Binding Arbitration Ban R.I.P.? Not In California
June 7, 2018
The California State Assembly has, by a wide margin, passed a law banning mandatory arbitration clauses in employment contracts. This development comes on the heels of the Supreme Court’s decision in Epic Systems Corp. v. Lewis. What passage of this bill would mean in relation to that ruling is not clear, according to Jeanne Christensen, partner at plaintiff employment firm Wigdor LLP – because, she said in a San Francisco Chronicle article, the California bill does not address class actions, the issue at the heart of the Epic Systems ruling.

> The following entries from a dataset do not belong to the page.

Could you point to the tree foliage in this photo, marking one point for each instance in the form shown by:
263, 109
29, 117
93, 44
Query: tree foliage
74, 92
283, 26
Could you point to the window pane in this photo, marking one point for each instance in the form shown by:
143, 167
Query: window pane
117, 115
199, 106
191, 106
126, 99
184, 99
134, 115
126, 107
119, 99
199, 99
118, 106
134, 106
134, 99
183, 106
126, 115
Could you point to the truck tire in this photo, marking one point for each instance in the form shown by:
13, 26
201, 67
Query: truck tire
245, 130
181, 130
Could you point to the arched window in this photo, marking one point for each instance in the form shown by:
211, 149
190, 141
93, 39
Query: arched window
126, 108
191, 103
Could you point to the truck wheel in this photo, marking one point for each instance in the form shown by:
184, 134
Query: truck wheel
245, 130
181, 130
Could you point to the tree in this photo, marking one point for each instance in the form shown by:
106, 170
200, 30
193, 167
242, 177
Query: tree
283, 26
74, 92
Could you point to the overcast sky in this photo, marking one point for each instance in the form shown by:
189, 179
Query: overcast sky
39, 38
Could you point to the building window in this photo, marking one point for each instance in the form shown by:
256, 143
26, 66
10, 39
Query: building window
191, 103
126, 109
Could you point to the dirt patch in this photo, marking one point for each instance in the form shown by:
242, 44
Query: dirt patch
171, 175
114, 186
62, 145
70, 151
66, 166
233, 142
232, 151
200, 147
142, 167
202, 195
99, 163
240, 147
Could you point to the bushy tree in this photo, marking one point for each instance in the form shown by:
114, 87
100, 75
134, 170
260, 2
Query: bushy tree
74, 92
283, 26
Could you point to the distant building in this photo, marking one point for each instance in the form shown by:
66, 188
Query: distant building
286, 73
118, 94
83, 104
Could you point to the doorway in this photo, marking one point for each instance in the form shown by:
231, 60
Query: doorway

The sponsor of the California bill, Lorena Gonzalez Fletcher (D-San Diego), invokes the MeToo movement, telling the Northern California Record that “forced arbitration, and non-disclosure agreements, have allowed serial offenders to get away with harassment.” Her bill has evoked strong opposition and counter-arguments from the business community. According to the newsletter of the business-friendly Civil Justice Association of California, studies find that “most of the working population (those making less than $60,000 annually) have difficulty gaining access to our court system for the simple fact that trial lawyers do not find their cases worth their time and expense.” The State Assembly is the lower house of California’s bicameral legislature, and the law now needs to be considered by the State Senate, which is generally considered the more liberal of the two bodies.